Poleca się podśpiewywanie do melodii autorstwa F. F. Chopina.
ordynatowa Podtworecka:
„Po prostu te osoby, które mnie negatywnie odbierają, to po prostu
wydaje mi się, że po prostu mało w życiu widziały.”
to cytat z kochanka joli rutowicz, tego geja-chomika zatrzasnietego w
solarium i z zatrzasnietym perdyhrolem na kudlach. ladne, nie?
hrabina Roletti:
„Etiologia spontanicznej perhydrolizy owłosienia u mężczyzn ukrywających orientację seksualną – niskie stężenie testosteronu czy wysoki poziom kortyzolu?
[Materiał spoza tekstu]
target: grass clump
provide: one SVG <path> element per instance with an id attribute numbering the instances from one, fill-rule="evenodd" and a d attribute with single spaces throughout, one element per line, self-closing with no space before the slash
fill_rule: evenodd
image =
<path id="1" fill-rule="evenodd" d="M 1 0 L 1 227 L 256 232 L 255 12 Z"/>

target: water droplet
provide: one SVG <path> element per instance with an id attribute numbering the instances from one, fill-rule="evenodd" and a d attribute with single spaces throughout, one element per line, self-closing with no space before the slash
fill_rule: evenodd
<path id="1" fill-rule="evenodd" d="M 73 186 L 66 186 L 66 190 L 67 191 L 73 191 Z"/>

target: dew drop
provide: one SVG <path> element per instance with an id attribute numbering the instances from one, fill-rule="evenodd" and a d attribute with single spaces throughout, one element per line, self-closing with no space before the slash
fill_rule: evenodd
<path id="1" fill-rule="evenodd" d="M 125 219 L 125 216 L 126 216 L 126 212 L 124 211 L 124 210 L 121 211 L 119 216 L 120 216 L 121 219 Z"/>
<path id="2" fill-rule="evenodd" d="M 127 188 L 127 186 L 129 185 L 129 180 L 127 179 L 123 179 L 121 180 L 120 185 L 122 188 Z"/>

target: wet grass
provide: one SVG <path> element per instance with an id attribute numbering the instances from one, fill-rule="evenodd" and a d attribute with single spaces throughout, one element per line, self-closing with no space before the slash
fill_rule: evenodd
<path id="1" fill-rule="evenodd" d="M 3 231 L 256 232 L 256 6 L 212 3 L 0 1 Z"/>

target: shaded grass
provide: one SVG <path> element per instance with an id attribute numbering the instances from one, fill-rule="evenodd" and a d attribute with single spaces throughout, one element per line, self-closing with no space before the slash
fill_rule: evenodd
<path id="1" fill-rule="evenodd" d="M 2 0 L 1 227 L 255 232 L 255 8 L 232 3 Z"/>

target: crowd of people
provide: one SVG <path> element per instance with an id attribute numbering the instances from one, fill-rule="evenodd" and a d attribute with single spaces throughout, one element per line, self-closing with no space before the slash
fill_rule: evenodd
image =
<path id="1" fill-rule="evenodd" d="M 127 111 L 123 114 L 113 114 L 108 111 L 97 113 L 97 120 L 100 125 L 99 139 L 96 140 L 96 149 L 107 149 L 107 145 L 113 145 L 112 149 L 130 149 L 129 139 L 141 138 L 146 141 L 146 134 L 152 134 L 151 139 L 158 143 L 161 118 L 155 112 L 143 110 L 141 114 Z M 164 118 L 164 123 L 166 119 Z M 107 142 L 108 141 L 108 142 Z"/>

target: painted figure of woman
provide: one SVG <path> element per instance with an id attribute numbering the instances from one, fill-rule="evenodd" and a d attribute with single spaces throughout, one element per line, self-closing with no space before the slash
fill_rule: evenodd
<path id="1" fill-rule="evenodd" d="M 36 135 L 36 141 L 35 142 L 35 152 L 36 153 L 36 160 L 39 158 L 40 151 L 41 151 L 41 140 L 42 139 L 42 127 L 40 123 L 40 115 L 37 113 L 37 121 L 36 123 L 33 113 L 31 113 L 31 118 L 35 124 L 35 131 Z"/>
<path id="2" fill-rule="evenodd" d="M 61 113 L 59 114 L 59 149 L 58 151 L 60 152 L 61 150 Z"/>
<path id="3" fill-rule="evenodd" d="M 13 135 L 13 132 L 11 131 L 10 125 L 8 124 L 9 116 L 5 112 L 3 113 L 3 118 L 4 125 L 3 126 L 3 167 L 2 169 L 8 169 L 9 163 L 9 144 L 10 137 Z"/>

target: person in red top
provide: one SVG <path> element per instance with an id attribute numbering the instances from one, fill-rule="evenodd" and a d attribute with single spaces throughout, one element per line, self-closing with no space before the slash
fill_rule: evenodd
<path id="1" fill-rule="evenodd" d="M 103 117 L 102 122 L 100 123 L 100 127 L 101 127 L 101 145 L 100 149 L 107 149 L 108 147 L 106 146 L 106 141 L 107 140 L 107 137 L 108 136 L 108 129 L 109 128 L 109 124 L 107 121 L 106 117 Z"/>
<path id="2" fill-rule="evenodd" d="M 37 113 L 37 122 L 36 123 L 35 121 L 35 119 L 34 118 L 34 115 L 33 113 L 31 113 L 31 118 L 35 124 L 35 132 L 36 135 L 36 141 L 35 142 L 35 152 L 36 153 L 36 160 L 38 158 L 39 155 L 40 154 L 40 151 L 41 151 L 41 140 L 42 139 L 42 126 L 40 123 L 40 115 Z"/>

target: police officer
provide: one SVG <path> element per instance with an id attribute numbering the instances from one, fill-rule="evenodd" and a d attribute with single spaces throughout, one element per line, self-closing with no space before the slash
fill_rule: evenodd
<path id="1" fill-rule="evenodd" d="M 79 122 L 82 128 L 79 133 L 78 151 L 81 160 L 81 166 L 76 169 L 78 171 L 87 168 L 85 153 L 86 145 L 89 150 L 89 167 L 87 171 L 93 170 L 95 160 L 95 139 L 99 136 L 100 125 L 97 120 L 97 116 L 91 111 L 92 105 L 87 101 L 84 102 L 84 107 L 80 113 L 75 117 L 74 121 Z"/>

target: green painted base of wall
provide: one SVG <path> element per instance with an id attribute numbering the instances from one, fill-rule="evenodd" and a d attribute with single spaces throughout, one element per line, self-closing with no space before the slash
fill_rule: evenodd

Studium kliniczno-społeczne.”
ordynatowa Podtworecka:
„Perhydrogenna hipotrichoza jako symptom postepujacej holoprozencefalii a homoerotyzm dermatomorfopatologiczny w ineditach Virginii Wolf w swietle choleangiopankreatografii wstecznej”.
– Toż to moja miła powinowata, Sra. Carmencita Lues de Méndez y Ropa! Jakżeż zdrowie? – Podpytywała, skandując, doña Simoña Influenza de Vargas, podszczypując znikomo wyrzut, co na jej pełne usty wychynął bąbliście, niby skwarka na krągłym zakwitająca pierogu. – Czy lepiej? Tuszę, iż nasz dochtór Juyoza zapisał jakie serum lubo nasiadówki, a skutek ich już bliski a ostateczny?
Z przykrością muszę panią poinformować, że cierpi pani na gangrenę martwiczą włosów spowodowaną przez pasożyta z gatunku ziarenkowiec wykisły. Musimy pani amputować fryzurę i wdrożyć leczenie żarnowe celem zmielenia ziarenkowców na mąkę, z której będzie można potem poczynić frymuśne wypieki.
– Pani dochtór, coś mnie dolega. Zrobił mi się bolesny anakolut na lewej brzechwie. Czy to może być syntagma zakaźna?
– Zaleca się synestetyki. Jednak gdyby nie podziałały, polecam płukanie wyciągiem z synekdochy, jest troche gorzki, ale naprawdę pomaga. Na anakoluty, zeugmy i gluty.